As they made arrangements to entrain with the "company, it was discovered the props and scenery were too weighty to be moved! The company disbanded.
Although not exactly lucrative from a financial standpoint, the experience did prove profitable, for a prominent Michigan stock company heard of him through one of their scouts and sent for him. Again, Talbot turned disaster to his own advantage.
A season with this company and a friend wrote him that he had arranged for Talbot to join the Ernest Truex company in London. To do this, he must leave immediately, almost upon receipt of the letter.
"Only two weeks remained before the show would close," explains Talbot, "so the manager, when I put it up to him, told me to go without the customary notice. For some unknown reason, I was warned not to ask for a permit to work in the British Isles.
"When I reached London, I went into the play at once. Then fell the blow. 1 worked two days, when officers asked to see my labor permit. Naturally, I had none. Consequently, I was barred from appearing on the stage in England, after I had traveled so far for the part.
"Of course, I was pretty discouraged and disappointed by the whole affair, but after I had slept over it I decided that as long as I had come this far I might as well make the most of my opportunities. So, for the next few months, I toured Europe, seeing everything I had wanted to see for years.
"On my way home, a radiogram arrived, asking if I would consider a job with a stock company in Columbus, Ohio. Would I ! When I disembarked at New York, I had less than eight dollars to my name.
"For twenty-five weeks everything went sweet and lovely. I liked the company and my associates, I liked the people who came to the theatre. We were putting on good plays. The world looked rosy.
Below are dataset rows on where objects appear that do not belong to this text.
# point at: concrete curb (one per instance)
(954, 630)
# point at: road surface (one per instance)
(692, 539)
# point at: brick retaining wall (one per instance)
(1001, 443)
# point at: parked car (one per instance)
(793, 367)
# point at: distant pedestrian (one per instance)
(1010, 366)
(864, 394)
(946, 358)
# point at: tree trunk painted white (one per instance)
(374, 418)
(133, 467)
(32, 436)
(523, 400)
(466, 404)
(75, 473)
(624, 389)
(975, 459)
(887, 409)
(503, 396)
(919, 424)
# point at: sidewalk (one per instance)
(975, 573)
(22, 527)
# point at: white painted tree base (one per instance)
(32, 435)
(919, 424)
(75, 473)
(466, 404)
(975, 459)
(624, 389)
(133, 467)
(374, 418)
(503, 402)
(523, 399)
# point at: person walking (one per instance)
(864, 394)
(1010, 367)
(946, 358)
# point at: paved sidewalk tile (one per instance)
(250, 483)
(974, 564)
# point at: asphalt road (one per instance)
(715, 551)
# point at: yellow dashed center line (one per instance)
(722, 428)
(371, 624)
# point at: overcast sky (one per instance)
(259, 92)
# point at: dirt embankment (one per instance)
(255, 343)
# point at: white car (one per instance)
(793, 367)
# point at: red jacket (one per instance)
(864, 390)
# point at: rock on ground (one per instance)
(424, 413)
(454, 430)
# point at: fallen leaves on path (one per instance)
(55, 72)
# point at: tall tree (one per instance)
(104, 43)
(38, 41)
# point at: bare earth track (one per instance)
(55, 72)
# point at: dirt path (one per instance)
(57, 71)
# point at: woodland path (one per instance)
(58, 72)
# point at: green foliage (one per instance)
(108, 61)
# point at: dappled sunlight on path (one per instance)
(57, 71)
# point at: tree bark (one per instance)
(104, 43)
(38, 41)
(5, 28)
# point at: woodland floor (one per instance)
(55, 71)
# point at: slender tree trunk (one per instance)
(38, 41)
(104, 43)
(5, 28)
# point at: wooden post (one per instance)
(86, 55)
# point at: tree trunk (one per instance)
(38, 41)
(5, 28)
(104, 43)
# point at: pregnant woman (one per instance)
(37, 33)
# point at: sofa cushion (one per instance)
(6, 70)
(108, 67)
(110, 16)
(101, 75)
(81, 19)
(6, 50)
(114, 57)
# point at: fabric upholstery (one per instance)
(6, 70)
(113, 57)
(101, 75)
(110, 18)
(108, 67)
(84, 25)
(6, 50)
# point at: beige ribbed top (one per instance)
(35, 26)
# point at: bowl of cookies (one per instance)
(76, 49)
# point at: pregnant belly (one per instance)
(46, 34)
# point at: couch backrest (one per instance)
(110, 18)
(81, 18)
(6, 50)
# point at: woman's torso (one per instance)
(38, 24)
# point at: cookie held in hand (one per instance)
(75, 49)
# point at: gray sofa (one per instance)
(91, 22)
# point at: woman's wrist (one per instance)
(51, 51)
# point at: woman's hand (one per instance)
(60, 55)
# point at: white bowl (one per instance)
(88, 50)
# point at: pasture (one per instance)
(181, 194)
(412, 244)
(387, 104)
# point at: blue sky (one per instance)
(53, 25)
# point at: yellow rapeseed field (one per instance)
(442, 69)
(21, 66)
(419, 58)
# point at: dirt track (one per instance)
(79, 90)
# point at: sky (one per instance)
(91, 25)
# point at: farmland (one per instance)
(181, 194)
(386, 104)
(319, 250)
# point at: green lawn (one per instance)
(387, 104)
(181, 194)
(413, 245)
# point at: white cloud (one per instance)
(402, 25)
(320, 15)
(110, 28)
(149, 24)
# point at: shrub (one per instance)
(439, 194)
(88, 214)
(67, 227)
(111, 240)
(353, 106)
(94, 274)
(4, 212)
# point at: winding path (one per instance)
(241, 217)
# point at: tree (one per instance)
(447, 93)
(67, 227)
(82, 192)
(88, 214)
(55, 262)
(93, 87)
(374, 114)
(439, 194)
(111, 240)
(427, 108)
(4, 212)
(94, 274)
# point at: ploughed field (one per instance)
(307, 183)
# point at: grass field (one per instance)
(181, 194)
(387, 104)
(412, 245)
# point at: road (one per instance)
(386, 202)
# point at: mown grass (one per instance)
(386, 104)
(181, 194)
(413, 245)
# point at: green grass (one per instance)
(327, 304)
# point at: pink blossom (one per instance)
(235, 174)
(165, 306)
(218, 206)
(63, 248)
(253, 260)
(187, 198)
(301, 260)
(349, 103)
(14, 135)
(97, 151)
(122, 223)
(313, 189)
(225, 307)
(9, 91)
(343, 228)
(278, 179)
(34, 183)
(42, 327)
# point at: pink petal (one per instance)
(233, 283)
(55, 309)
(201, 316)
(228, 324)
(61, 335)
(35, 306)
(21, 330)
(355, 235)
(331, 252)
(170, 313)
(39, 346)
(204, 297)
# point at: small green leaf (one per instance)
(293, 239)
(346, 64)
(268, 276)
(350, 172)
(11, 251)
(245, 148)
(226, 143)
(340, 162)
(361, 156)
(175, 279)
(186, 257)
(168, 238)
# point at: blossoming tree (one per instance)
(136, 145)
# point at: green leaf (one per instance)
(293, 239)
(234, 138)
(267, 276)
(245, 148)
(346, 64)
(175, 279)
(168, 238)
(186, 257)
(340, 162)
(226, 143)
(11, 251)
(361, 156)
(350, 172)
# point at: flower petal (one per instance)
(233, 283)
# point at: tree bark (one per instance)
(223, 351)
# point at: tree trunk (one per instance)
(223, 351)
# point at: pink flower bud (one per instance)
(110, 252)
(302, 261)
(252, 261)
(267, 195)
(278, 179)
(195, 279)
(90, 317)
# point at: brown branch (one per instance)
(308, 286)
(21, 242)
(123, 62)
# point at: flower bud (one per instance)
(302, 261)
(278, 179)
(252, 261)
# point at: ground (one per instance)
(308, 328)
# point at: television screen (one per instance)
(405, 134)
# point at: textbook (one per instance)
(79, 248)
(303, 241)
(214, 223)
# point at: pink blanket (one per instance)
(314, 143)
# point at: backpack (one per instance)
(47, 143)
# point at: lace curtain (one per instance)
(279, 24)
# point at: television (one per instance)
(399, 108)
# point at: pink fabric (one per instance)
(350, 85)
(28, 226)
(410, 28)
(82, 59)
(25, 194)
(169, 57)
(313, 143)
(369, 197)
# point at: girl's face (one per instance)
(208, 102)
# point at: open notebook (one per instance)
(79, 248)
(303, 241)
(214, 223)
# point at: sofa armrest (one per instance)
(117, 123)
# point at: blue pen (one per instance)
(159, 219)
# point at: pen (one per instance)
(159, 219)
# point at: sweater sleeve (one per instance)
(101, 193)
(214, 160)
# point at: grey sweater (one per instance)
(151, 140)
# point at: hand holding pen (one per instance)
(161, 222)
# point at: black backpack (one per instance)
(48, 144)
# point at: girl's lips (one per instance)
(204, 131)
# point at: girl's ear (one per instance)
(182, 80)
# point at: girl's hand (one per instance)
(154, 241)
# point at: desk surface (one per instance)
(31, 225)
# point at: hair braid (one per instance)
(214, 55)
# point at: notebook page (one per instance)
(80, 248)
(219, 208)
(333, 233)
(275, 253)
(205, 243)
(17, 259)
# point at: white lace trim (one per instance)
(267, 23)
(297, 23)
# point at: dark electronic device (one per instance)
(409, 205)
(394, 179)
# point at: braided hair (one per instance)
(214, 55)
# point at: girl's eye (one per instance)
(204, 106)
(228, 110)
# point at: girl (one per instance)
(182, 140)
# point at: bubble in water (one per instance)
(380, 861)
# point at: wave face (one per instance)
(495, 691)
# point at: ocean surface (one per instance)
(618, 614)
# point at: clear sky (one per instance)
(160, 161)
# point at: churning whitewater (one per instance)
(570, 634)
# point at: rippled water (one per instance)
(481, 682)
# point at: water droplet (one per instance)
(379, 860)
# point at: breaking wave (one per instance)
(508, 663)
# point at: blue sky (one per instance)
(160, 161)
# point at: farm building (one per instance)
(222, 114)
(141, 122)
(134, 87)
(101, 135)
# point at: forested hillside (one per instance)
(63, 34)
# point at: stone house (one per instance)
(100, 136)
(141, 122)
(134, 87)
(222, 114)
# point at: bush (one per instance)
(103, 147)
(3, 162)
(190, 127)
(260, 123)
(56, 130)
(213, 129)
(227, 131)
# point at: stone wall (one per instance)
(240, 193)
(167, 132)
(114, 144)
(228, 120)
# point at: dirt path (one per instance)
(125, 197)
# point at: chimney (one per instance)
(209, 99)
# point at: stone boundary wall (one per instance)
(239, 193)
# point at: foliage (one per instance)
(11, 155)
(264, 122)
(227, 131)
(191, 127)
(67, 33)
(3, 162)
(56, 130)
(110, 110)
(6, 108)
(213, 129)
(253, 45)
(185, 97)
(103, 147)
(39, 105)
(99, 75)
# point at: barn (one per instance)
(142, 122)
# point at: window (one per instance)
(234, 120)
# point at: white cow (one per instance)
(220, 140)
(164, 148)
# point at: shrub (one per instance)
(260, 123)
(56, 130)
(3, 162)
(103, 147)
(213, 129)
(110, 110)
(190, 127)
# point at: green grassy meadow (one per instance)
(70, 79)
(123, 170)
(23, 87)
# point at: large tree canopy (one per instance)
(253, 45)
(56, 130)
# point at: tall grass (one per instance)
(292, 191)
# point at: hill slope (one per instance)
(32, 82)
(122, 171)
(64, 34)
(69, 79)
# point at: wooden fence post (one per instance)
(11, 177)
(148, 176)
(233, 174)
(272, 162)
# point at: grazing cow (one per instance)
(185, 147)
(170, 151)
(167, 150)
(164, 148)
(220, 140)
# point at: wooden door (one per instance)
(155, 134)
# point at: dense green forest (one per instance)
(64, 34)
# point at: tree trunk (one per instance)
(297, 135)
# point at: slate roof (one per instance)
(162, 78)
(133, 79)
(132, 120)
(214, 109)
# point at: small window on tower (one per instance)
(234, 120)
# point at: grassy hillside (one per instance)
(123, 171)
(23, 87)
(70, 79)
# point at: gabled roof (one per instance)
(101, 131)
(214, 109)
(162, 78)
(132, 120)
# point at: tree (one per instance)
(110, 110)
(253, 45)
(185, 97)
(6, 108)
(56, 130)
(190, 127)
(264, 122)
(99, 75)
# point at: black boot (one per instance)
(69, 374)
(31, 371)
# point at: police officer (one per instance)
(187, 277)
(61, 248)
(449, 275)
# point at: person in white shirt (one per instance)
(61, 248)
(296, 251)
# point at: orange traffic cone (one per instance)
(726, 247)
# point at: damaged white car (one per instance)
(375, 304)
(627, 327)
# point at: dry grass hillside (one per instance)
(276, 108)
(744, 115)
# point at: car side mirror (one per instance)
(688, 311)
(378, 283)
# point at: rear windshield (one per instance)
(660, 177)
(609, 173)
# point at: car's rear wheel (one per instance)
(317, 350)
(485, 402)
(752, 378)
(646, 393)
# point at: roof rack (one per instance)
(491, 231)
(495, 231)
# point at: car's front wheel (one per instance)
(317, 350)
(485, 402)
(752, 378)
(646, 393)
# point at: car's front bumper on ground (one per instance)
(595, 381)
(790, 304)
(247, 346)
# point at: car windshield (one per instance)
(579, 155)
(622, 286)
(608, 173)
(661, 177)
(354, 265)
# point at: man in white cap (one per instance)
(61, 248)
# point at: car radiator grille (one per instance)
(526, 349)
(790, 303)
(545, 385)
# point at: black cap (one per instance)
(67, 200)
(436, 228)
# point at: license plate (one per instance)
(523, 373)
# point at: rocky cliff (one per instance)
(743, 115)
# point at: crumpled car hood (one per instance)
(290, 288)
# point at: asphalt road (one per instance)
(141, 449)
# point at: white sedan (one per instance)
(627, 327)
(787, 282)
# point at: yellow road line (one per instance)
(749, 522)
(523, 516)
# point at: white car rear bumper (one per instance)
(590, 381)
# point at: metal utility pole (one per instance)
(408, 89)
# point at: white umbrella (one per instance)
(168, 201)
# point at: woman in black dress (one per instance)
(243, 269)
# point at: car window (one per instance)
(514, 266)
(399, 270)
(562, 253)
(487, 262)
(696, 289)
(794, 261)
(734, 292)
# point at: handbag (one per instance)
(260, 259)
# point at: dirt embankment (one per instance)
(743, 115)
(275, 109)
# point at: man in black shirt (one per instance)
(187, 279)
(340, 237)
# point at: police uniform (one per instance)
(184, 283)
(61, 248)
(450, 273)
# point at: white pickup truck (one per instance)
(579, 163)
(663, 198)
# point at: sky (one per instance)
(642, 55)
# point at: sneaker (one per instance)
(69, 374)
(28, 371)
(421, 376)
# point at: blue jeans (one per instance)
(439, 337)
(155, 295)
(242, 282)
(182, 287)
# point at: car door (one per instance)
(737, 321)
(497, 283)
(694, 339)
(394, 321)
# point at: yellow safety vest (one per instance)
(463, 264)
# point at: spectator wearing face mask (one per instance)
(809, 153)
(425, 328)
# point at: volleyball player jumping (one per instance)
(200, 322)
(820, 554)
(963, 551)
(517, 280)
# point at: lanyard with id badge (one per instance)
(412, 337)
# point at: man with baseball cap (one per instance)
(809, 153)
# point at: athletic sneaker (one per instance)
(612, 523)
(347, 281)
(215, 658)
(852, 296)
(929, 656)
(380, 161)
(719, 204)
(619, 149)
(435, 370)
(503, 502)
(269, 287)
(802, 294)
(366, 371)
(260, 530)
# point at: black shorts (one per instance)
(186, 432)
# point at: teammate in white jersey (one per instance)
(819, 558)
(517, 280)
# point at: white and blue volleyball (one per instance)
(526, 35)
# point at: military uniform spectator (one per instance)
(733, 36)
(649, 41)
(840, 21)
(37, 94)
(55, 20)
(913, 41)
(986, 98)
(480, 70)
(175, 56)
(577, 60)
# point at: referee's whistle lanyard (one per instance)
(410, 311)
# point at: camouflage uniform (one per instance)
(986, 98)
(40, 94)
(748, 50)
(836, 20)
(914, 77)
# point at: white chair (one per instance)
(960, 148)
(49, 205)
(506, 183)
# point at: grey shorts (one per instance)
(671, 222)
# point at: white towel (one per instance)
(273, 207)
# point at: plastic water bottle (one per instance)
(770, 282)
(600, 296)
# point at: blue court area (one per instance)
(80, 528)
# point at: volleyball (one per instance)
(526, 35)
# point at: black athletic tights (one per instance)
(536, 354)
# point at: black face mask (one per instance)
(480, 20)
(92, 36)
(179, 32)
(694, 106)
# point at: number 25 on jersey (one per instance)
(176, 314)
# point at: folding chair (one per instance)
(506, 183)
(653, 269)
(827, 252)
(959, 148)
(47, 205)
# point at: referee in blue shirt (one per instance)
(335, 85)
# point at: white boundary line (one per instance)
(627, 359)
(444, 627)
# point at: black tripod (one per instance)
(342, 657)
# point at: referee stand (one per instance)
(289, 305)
"The crash came suddenly, although we might have known that eventually something would happen. There were two managers of the show, and they fought continuously. Finally, matters reached a head and the company closed.
"A bit of luck occurred for me then. There came a wire from Dallas, Texas, inviting me to join its stock company. With scarcely the loss of a week's pay, then, I stepped from one job into another. The Columbus company had been good but the one in Dallas, it developed, was even superior.
"Following another season, the manager skipped town with all the money. That left us somewhat in a hole, but the actors decided to continue on the co-operative plan. We lasted just three weeks, the last week making just $37.50 apiece. We were forced to close."
Had the company not failed then, it is doubtful if Talbot would be on the screen today. A Hollywood manager's scout had seen him on the stage, and vainly had tried to persuade him to go to the film capital. Talbot, secure in his leading man position, had scoffed at the idea and forgotten the episode.
"When the show closed its doors, the scout urged me again to try my luck in Hollywood," the actor goes on. "He went even further this time — he offered me transportation. He said both he and the manager were that certain I would click. His belief in me, just as things were looking down, gave me a fresh lease on life. So I caught the train to Hollywood.
"The manager who had paid my expenses from Dallas met me at the train — and I couldn't say a word to him above a whisper ! Coming west I had developed a severe case of laryngitis. He didn't seem particularly disturbed, though, and announced cheerfullv that he had arranged for me to make a test the following morning at the Warner Bros, studio.